Some reasons for abandoning the notion relativistic mass:

• One is forced to make statements like "A photon has no rest mass", which sounds slightly odd because a photon can never be at rest, it always travels at the speed of light.
• The idea of mass increasing with velocity leads many to believe that the internal structure of a quickly moving object is somehow altered. But many physicists hold to the geometric interpretation of relativity, according to which the increase in energy is a result of the geometric properties of spacetime.
• The idea of relativistic mass combined with the notion of Lorentz contractions leads some people to the absurd conclusion that an object traveling fast enough will form a black hole. However, by the very principle of relativity, if an object is not a black hole in one frame (its rest frame) it cannot be a black hole in any other frame either.
• If one wishes to retain the notion that mass measures the "resistance" to acceleration, then mass can no longer be treated as a scalar quantity. This is because it is easier to accelerate something perpendicular to the direction of motion than parallel to the direction of motion. In effect, an object would have more mass in one direction than other.
• The primary reason that most physicists chose to abandon relativistic mass in favor of the rest mass is that rest mass is a Lorentz invariant quantity — it is the same in every reference frame. Strictly speaking, it is the time-like component of a four-vector (the energy-momentum four-vector). A four-vector is a Lorentz invariant quantity, but its individual components are not.

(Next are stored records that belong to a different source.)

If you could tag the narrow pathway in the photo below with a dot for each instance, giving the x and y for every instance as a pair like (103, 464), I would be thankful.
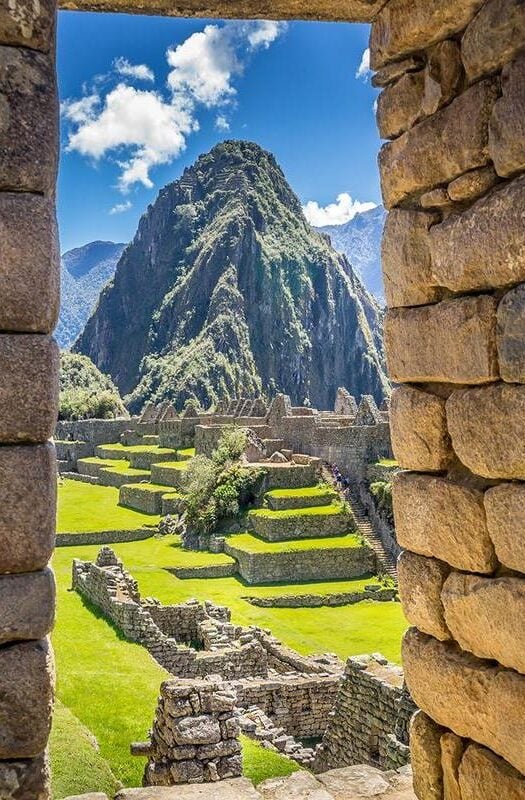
(364, 525)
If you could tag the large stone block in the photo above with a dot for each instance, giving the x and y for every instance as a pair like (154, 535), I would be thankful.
(510, 334)
(27, 605)
(457, 136)
(27, 23)
(28, 121)
(484, 247)
(420, 584)
(452, 342)
(505, 510)
(507, 124)
(425, 756)
(474, 698)
(402, 26)
(29, 263)
(25, 780)
(27, 507)
(440, 519)
(420, 439)
(482, 615)
(487, 427)
(493, 37)
(485, 776)
(29, 388)
(405, 257)
(26, 698)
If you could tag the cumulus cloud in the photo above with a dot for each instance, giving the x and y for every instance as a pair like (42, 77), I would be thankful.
(343, 210)
(139, 71)
(144, 128)
(363, 71)
(120, 208)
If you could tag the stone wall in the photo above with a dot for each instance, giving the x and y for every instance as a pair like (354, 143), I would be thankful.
(453, 180)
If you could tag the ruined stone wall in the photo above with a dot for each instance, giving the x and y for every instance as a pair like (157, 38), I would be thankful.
(453, 180)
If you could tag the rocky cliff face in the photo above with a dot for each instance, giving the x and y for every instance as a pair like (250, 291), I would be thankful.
(227, 291)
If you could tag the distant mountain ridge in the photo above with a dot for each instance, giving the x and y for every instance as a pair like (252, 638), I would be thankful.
(84, 272)
(227, 291)
(360, 241)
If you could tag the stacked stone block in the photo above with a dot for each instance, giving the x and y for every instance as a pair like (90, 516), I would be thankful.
(453, 180)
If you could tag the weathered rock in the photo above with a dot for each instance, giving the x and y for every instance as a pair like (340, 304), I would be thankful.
(457, 137)
(399, 106)
(27, 23)
(405, 257)
(420, 439)
(469, 251)
(477, 614)
(474, 698)
(26, 698)
(451, 751)
(493, 38)
(507, 124)
(29, 263)
(510, 333)
(27, 605)
(505, 510)
(29, 389)
(28, 121)
(485, 776)
(28, 500)
(472, 184)
(453, 341)
(402, 26)
(440, 519)
(487, 427)
(420, 583)
(425, 756)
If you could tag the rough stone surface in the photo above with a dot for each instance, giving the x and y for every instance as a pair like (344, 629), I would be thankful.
(510, 334)
(453, 341)
(403, 26)
(29, 263)
(405, 257)
(28, 500)
(507, 124)
(425, 753)
(420, 439)
(26, 698)
(493, 37)
(505, 510)
(470, 252)
(487, 427)
(477, 614)
(474, 698)
(28, 121)
(437, 518)
(29, 389)
(420, 583)
(485, 776)
(27, 605)
(457, 137)
(27, 23)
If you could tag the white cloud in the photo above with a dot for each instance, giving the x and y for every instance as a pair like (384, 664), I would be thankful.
(120, 208)
(363, 71)
(343, 210)
(145, 128)
(221, 123)
(139, 71)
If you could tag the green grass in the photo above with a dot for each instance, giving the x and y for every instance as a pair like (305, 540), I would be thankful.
(87, 508)
(252, 544)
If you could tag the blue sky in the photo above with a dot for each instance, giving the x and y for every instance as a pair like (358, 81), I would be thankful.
(131, 121)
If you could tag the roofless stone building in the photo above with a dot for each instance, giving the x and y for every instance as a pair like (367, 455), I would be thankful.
(453, 180)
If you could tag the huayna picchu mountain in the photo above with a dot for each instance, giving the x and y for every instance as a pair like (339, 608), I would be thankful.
(226, 291)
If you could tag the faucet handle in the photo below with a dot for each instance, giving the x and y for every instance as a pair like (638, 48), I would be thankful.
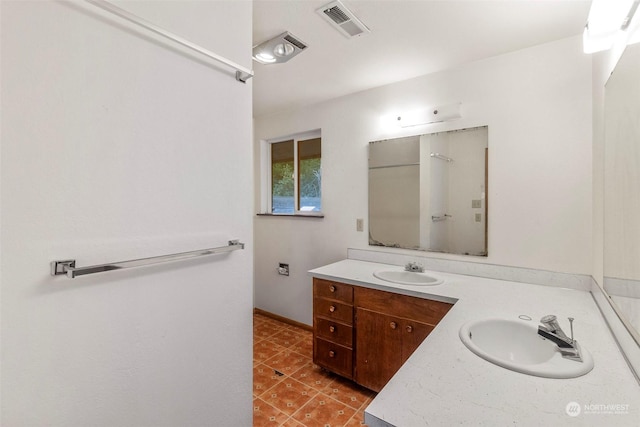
(571, 326)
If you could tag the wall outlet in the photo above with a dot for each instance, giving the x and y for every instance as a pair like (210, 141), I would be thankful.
(283, 269)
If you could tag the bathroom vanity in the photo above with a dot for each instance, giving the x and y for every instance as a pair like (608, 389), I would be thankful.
(442, 382)
(365, 334)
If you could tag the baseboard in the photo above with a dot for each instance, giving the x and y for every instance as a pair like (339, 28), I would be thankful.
(283, 319)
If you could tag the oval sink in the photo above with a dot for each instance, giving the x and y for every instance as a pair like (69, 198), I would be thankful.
(515, 345)
(407, 277)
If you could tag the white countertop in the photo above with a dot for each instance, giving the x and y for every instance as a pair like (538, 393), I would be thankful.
(443, 383)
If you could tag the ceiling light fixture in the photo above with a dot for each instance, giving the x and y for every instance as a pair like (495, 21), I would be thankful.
(278, 49)
(442, 113)
(606, 23)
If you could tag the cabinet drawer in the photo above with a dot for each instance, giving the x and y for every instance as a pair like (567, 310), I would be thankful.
(333, 310)
(419, 309)
(332, 290)
(333, 357)
(334, 331)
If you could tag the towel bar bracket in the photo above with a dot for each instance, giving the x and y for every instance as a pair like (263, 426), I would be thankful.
(61, 267)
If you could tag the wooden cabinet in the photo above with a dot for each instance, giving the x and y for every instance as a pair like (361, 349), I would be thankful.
(365, 334)
(333, 326)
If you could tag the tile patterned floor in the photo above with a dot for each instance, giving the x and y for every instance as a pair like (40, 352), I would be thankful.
(289, 390)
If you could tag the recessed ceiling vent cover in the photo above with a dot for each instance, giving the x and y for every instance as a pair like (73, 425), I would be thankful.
(342, 19)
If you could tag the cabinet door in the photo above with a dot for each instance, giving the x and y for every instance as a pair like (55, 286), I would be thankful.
(378, 348)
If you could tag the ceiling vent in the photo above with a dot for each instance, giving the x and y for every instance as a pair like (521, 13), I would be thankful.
(342, 19)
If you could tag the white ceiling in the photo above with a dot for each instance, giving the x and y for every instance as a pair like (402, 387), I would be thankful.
(408, 38)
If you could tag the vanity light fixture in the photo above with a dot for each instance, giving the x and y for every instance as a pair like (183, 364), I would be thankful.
(442, 113)
(608, 20)
(278, 49)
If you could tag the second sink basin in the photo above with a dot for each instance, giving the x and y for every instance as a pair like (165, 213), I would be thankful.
(515, 345)
(407, 277)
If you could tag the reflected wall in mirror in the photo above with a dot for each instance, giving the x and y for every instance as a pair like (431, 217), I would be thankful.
(428, 192)
(622, 189)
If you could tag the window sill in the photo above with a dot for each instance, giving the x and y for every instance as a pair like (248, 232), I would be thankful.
(296, 215)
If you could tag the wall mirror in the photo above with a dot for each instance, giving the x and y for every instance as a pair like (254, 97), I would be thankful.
(428, 192)
(622, 189)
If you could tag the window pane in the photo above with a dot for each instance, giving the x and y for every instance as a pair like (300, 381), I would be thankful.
(282, 193)
(310, 175)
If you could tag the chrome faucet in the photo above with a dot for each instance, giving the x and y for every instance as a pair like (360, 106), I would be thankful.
(414, 267)
(551, 330)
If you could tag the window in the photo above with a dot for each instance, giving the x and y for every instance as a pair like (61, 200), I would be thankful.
(296, 174)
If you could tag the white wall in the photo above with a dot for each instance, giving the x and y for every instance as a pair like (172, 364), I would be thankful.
(537, 104)
(116, 146)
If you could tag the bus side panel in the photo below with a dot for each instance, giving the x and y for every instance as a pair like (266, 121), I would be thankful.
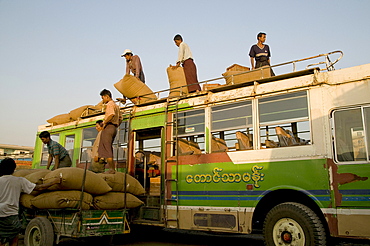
(213, 182)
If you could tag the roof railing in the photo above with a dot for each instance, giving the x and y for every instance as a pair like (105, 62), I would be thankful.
(329, 66)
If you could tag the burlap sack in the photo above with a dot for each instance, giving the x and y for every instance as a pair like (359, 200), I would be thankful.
(116, 182)
(78, 112)
(25, 200)
(37, 177)
(154, 159)
(72, 180)
(62, 199)
(25, 172)
(60, 119)
(116, 200)
(218, 145)
(188, 147)
(176, 78)
(132, 87)
(246, 77)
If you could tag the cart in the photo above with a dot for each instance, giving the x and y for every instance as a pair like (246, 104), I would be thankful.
(44, 227)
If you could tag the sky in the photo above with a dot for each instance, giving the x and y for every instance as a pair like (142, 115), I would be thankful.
(56, 56)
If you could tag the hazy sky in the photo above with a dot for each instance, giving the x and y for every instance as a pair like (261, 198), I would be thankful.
(58, 55)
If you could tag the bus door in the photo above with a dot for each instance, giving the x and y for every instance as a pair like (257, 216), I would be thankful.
(148, 168)
(71, 142)
(351, 169)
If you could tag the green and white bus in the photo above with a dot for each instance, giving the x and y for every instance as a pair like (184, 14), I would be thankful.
(288, 155)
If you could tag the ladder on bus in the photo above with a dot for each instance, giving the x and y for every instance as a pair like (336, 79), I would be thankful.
(171, 150)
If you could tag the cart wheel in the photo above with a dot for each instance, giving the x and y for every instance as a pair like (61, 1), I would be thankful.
(39, 232)
(293, 224)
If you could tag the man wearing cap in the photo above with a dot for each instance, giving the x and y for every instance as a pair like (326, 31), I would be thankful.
(133, 64)
(185, 58)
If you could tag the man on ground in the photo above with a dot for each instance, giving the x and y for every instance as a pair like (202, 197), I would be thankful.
(10, 191)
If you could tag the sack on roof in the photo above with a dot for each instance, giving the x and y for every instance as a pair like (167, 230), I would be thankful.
(78, 112)
(116, 182)
(176, 78)
(132, 87)
(60, 119)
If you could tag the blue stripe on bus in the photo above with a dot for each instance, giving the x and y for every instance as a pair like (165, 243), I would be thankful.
(320, 195)
(355, 192)
(241, 193)
(356, 198)
(232, 198)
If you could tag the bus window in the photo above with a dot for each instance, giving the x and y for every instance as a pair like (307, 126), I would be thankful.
(148, 157)
(45, 153)
(232, 127)
(88, 139)
(190, 131)
(120, 142)
(350, 134)
(284, 120)
(69, 145)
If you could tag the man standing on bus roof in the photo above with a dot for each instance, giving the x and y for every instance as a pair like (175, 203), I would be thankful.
(112, 120)
(185, 57)
(260, 53)
(12, 186)
(97, 164)
(56, 152)
(133, 64)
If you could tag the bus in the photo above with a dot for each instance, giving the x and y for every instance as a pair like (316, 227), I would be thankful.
(287, 155)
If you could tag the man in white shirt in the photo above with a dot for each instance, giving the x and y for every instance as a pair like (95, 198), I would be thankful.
(185, 57)
(10, 191)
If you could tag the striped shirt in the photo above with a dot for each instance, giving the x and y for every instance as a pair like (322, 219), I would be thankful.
(184, 53)
(54, 148)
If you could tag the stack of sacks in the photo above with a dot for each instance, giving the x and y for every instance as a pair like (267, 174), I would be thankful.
(35, 176)
(177, 80)
(132, 88)
(67, 194)
(117, 197)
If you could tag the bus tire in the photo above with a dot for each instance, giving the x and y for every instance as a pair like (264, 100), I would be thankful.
(39, 232)
(293, 224)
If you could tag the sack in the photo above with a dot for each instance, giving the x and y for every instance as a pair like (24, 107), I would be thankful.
(78, 112)
(132, 87)
(246, 77)
(25, 172)
(62, 199)
(176, 78)
(218, 145)
(25, 200)
(37, 177)
(72, 180)
(116, 200)
(60, 119)
(116, 182)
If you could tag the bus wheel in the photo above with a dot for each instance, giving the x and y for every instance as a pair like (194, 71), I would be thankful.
(293, 224)
(39, 232)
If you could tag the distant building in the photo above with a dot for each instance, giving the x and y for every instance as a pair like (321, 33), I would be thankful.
(21, 154)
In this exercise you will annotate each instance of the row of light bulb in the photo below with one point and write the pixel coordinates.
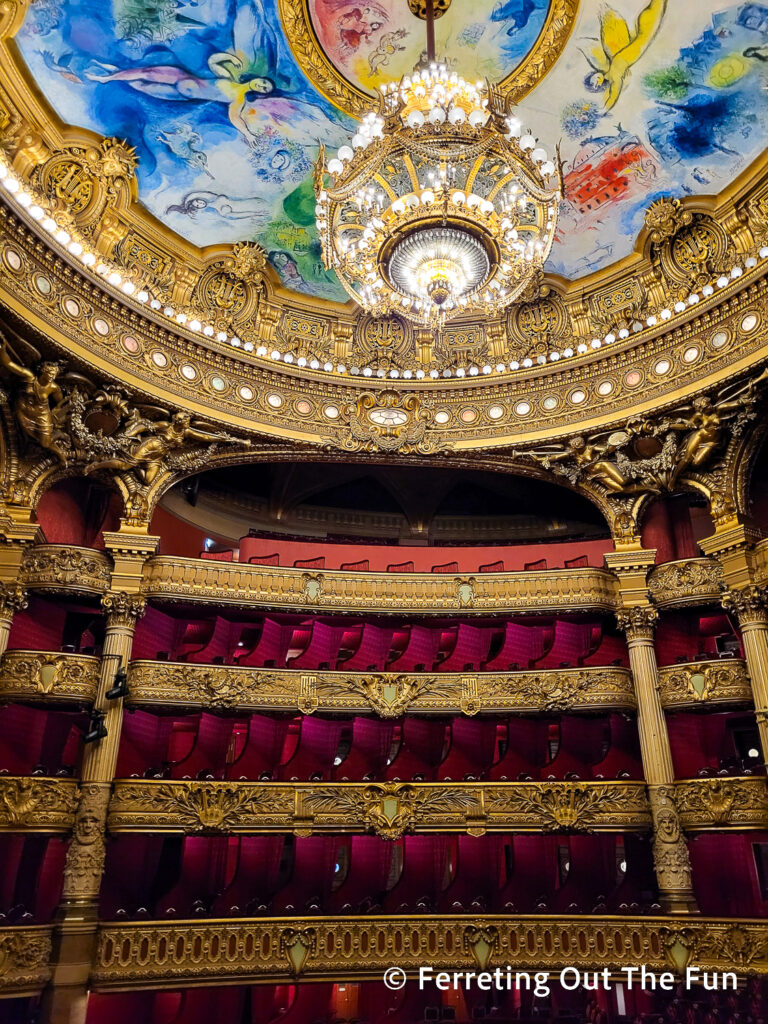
(24, 199)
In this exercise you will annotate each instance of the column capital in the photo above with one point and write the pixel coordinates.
(12, 599)
(638, 622)
(122, 607)
(749, 603)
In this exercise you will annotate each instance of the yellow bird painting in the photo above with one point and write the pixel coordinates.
(621, 48)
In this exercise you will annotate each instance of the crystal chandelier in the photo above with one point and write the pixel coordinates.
(441, 204)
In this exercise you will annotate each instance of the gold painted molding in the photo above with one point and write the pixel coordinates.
(157, 954)
(174, 579)
(36, 803)
(32, 675)
(25, 955)
(324, 75)
(686, 582)
(52, 567)
(388, 809)
(387, 694)
(723, 681)
(720, 803)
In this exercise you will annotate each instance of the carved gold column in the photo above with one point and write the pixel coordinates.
(14, 539)
(65, 1000)
(732, 546)
(638, 617)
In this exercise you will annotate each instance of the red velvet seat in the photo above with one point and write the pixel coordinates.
(315, 751)
(471, 648)
(262, 751)
(271, 648)
(208, 757)
(471, 752)
(422, 749)
(255, 881)
(420, 652)
(531, 882)
(372, 741)
(323, 648)
(143, 744)
(372, 651)
(522, 646)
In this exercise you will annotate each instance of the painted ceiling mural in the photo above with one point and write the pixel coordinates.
(649, 97)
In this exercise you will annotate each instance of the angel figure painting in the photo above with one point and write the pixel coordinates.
(224, 123)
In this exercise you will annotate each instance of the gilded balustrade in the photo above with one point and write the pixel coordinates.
(25, 956)
(723, 681)
(388, 809)
(156, 954)
(35, 675)
(388, 694)
(36, 803)
(193, 580)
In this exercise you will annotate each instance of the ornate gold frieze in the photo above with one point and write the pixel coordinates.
(195, 952)
(33, 675)
(388, 809)
(723, 681)
(25, 955)
(388, 694)
(231, 388)
(172, 579)
(717, 803)
(51, 567)
(35, 803)
(686, 582)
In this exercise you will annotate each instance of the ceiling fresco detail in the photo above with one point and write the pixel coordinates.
(647, 98)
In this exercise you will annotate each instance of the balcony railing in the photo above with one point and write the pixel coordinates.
(389, 809)
(35, 675)
(385, 693)
(238, 951)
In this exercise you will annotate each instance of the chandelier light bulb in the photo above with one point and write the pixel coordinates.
(470, 235)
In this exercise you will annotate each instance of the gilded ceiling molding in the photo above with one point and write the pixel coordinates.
(174, 579)
(481, 411)
(186, 952)
(386, 694)
(721, 803)
(685, 582)
(386, 809)
(30, 675)
(35, 803)
(724, 681)
(25, 958)
(297, 24)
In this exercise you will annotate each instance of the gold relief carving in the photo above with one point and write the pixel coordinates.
(750, 604)
(386, 694)
(134, 251)
(665, 218)
(53, 566)
(389, 421)
(240, 950)
(25, 955)
(122, 608)
(37, 804)
(34, 674)
(677, 583)
(85, 856)
(715, 682)
(174, 579)
(638, 623)
(12, 599)
(670, 849)
(715, 803)
(383, 339)
(389, 809)
(538, 327)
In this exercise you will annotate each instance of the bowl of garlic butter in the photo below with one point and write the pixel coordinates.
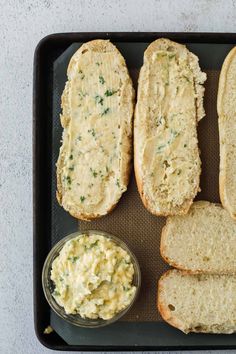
(91, 278)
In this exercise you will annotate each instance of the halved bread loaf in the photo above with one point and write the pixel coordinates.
(169, 105)
(198, 303)
(226, 107)
(94, 161)
(204, 240)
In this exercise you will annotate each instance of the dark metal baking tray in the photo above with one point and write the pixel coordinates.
(48, 216)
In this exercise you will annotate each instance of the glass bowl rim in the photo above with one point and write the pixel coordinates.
(87, 323)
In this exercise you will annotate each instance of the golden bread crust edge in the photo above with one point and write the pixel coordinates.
(221, 87)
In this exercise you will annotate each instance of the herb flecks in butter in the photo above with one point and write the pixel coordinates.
(99, 99)
(109, 93)
(107, 110)
(99, 277)
(101, 80)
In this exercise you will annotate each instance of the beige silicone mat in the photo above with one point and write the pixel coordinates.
(141, 230)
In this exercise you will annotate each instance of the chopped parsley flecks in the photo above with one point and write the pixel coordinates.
(73, 259)
(105, 111)
(109, 93)
(82, 94)
(56, 293)
(92, 131)
(82, 76)
(101, 80)
(99, 99)
(82, 198)
(186, 78)
(160, 148)
(94, 244)
(68, 178)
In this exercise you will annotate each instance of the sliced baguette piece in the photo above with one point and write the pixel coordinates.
(198, 303)
(169, 105)
(97, 106)
(204, 240)
(226, 107)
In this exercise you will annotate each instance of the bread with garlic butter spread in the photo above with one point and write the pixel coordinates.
(226, 107)
(169, 106)
(97, 108)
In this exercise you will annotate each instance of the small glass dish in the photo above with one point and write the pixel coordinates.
(48, 285)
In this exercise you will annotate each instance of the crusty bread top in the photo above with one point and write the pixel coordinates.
(204, 240)
(198, 303)
(170, 102)
(226, 107)
(97, 102)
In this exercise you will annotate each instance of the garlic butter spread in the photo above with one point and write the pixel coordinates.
(97, 118)
(167, 131)
(93, 277)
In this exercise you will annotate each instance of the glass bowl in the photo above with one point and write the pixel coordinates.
(48, 284)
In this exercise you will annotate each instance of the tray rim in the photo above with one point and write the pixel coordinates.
(67, 38)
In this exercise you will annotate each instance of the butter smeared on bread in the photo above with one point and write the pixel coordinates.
(169, 105)
(226, 107)
(204, 240)
(94, 160)
(198, 303)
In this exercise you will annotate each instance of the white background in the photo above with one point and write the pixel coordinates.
(22, 24)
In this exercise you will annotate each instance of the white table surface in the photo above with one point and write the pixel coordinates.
(22, 24)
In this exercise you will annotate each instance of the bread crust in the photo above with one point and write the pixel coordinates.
(222, 175)
(163, 44)
(164, 311)
(168, 316)
(98, 45)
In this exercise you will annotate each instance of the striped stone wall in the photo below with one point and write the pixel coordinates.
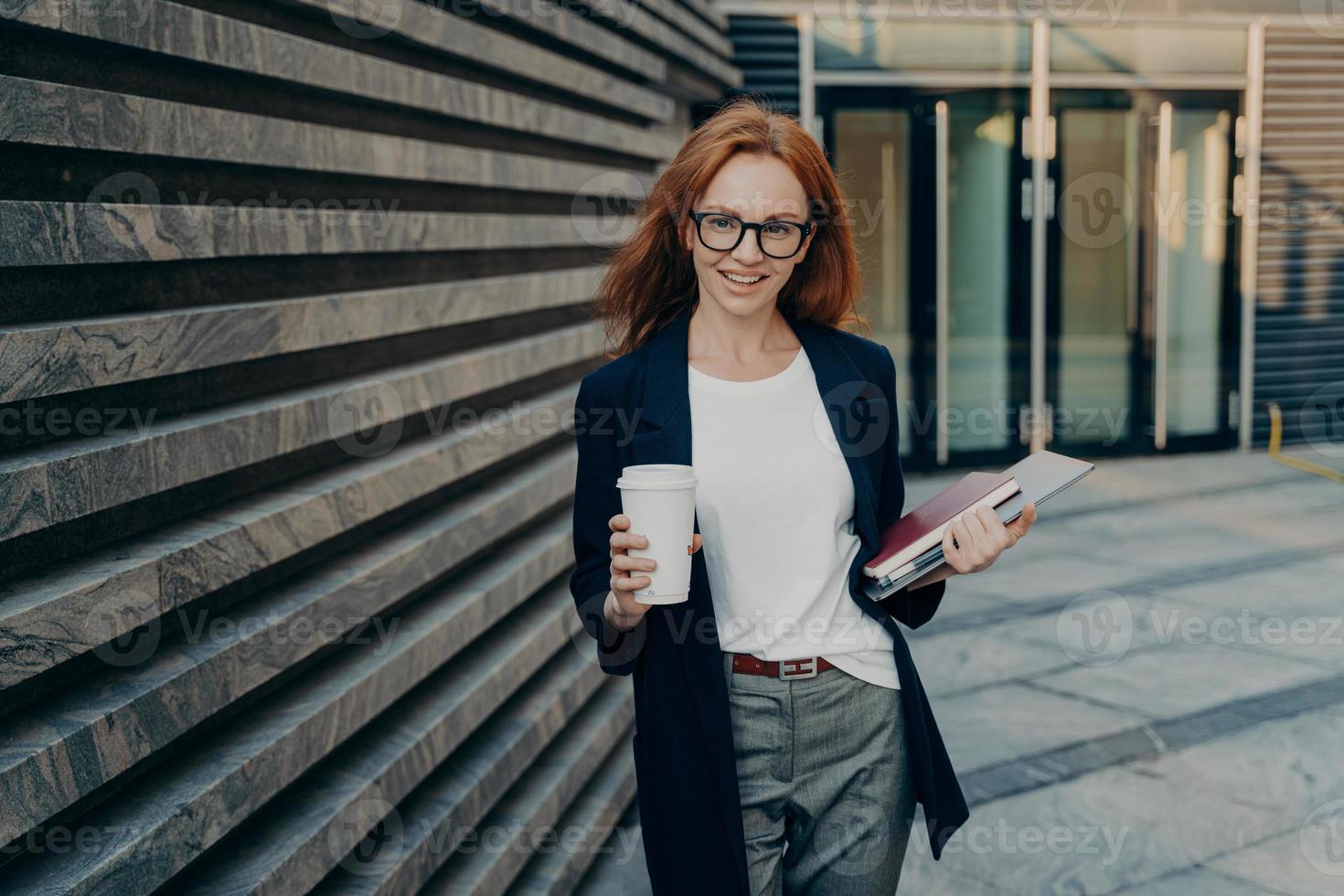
(1300, 272)
(293, 308)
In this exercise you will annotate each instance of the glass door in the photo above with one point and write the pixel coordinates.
(934, 182)
(1141, 312)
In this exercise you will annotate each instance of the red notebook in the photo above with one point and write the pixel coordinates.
(923, 528)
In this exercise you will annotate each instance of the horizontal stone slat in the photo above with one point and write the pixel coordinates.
(48, 114)
(51, 359)
(70, 746)
(68, 481)
(636, 19)
(199, 801)
(674, 15)
(543, 805)
(65, 613)
(42, 232)
(300, 840)
(594, 813)
(555, 22)
(203, 37)
(503, 767)
(464, 37)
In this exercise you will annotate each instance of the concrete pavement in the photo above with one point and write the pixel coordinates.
(1143, 698)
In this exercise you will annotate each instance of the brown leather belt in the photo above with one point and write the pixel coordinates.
(804, 667)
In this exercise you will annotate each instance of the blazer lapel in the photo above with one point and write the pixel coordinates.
(663, 435)
(667, 407)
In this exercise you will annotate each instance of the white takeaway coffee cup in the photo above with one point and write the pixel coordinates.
(660, 501)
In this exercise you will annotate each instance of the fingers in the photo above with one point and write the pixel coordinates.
(953, 547)
(629, 607)
(997, 534)
(1021, 524)
(626, 540)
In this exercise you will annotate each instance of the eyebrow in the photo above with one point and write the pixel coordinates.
(729, 211)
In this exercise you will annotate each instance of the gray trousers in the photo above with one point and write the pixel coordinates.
(827, 798)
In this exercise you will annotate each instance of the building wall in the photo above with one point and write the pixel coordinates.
(1300, 272)
(292, 311)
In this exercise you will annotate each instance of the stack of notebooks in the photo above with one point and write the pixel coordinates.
(912, 544)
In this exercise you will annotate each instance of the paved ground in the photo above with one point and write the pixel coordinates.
(1147, 696)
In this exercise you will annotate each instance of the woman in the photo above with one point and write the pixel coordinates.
(783, 735)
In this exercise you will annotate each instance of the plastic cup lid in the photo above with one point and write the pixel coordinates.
(657, 475)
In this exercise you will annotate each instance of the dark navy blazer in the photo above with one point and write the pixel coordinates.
(636, 410)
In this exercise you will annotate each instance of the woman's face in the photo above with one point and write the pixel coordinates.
(755, 188)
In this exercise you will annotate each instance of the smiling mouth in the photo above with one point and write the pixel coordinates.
(742, 281)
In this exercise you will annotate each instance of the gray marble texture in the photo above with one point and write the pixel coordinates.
(68, 612)
(71, 480)
(50, 114)
(51, 359)
(39, 232)
(89, 735)
(203, 37)
(508, 779)
(466, 37)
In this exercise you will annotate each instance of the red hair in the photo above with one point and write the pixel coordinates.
(651, 277)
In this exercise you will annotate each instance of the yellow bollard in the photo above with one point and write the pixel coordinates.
(1275, 443)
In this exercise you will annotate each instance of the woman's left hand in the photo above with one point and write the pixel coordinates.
(976, 539)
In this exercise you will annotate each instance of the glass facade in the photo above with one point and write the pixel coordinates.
(1132, 271)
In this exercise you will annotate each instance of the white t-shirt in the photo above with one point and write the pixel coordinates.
(775, 508)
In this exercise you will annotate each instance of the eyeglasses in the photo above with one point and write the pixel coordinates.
(775, 238)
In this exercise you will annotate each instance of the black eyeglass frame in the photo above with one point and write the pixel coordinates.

In the end, the usage of mass, energy, and momentum in place of terms like rest mass and relativistic mass is a matter of semantics. Neither usage is technically wrong. However, that the latter terms are little used in the scientific community is a strong argument in favor of abandoning them altogether. Einstein himself wrote:

“It is not good to introduce the concept of the mass M = m/(1 - v2/c2)1/2 of a body for which no clear definition can be given. It is better to introduce no other mass than ‘the rest mass’ m. Instead of introducing M, it is better to mention the expression for the momentum and energy of a body in motion.” – Einstein, in a 1948 letter to Lincoln Barnett

This precisely echoes the modern sentiment.